History
- Name: 1863–1889: Alexandra; 1889: Elise Schultze; ca. 1899: Amelie;
- Owner: 1863–1889: London and North Western Railway; 1889: F. Schultze, Rostock;
- Operator: 1863–1889: London and North Western Railway
- Port of registry: London
- Builder: John Laird, Birkenhead
- Yard number: 305
- Launched: 1863
- Out of service: 1902
- Identification: British ON 48563
- Fate: Stranded 1902

General characteristics
- Tonnage: 703 gross register tons (GRT)
- Length: 226.6 ft (69.1 m)
- Beam: 28.3 ft (8.6 m)
- Draught: 16 ft (4.9 m)

= PS Alexandra (1863) =

British steamship

PS Alexandra was a paddle steamer passenger vessel operated by the London and North Western Railway from 1863 to 1889.

==History==

She was built by John Laird, Birkenhead for the London and North Western Railway in 1863. He maiden voyage was on Saturday 28 November 1863 when she sailed from Holyhead to Dublin Quay in 4 hours 20 minutes. The return journey took 4 hours 36 minutes. The report in the Liverpool Mercury on 1 December 1863 states that this was the fastest crossing to date.

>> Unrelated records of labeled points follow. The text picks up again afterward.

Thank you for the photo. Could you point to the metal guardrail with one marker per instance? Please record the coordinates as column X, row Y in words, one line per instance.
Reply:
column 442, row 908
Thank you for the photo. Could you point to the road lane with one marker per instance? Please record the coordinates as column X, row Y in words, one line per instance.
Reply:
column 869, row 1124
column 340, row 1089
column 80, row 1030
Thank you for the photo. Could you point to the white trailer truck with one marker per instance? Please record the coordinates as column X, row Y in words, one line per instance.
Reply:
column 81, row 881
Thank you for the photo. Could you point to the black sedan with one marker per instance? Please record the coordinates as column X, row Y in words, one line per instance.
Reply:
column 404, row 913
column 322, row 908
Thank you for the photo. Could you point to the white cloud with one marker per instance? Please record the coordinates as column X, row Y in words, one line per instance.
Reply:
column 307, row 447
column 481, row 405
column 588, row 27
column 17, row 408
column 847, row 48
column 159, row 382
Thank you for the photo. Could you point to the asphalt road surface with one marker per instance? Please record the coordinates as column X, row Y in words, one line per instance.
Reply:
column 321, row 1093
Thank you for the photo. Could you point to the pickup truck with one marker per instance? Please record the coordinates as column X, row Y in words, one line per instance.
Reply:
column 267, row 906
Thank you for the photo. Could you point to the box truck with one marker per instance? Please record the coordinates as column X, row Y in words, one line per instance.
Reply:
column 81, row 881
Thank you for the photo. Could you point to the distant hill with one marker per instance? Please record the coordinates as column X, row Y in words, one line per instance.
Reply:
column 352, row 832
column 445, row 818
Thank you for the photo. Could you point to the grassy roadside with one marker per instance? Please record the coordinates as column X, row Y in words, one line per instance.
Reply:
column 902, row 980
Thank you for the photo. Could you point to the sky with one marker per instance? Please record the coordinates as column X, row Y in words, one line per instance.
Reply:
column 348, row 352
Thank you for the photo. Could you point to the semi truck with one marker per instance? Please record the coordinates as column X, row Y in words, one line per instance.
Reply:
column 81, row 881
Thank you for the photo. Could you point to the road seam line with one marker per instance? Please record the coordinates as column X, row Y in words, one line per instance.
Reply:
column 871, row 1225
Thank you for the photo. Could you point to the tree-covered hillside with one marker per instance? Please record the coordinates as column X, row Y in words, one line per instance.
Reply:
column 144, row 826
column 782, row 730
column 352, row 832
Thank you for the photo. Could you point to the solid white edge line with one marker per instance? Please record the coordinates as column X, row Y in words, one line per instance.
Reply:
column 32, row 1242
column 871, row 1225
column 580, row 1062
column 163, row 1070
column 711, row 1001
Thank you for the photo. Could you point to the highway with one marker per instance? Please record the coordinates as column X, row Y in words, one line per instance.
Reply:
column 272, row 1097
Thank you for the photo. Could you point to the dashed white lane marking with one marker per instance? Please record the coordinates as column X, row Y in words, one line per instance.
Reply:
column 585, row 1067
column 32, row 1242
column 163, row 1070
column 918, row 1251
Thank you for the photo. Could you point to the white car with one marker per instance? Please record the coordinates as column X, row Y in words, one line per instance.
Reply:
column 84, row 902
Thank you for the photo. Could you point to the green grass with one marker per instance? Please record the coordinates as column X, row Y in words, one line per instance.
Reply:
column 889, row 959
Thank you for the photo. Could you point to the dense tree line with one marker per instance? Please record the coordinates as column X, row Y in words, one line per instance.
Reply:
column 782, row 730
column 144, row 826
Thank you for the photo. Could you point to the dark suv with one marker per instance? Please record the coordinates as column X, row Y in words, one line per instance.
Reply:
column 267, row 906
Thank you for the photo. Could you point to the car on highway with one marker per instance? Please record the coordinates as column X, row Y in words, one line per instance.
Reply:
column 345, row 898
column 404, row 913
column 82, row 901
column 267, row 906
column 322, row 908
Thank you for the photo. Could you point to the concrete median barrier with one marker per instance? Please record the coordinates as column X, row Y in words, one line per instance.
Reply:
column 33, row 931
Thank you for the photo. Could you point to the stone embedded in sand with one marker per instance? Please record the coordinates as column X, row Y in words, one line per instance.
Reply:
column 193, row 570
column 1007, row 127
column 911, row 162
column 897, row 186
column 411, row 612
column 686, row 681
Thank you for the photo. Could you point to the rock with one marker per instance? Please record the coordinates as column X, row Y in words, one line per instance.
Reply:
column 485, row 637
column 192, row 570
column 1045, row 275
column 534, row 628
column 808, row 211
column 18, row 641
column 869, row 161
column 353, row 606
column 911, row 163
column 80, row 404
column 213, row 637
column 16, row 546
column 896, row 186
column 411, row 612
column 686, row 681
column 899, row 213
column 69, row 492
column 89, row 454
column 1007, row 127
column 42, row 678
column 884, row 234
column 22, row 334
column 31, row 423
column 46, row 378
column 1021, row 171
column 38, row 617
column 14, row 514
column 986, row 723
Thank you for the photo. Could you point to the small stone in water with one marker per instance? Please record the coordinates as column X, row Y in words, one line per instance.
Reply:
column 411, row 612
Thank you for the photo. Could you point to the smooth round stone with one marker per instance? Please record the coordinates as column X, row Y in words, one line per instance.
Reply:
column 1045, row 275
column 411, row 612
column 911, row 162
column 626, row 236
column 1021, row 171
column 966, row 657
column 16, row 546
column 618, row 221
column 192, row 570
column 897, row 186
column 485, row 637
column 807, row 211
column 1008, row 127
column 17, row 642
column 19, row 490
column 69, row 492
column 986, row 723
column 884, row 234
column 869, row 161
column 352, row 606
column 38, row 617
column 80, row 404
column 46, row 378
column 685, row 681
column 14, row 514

On 5 August 1886 she was in collision with the Mail Steamer Munster of the City of Dublin Steam Packet Company in the Irish Sea. On Wednesday 26 October 1887, she was involved in another accident when leaving Holyhead port she was struck by large waves in the side which drove in the bulkheads. One man, John Fleming of Lavallyroe, County Mayo, was crushed to death and three others were seriously injured.

Sold in 1889 to F Schultze, Rostock. Converted to a barque and renamed Elise Schultze. On a voyage from Cardiff to Buenos Aires, on 13 October 1890 she put into St. Michael's having suffered an explosion on 10 October.

She was sold in Hamburg in 1896. By 1899 she was owned by Mme Naro Ertaud of St. Nazaire as the Amelie. She was lost by stranding in 1902.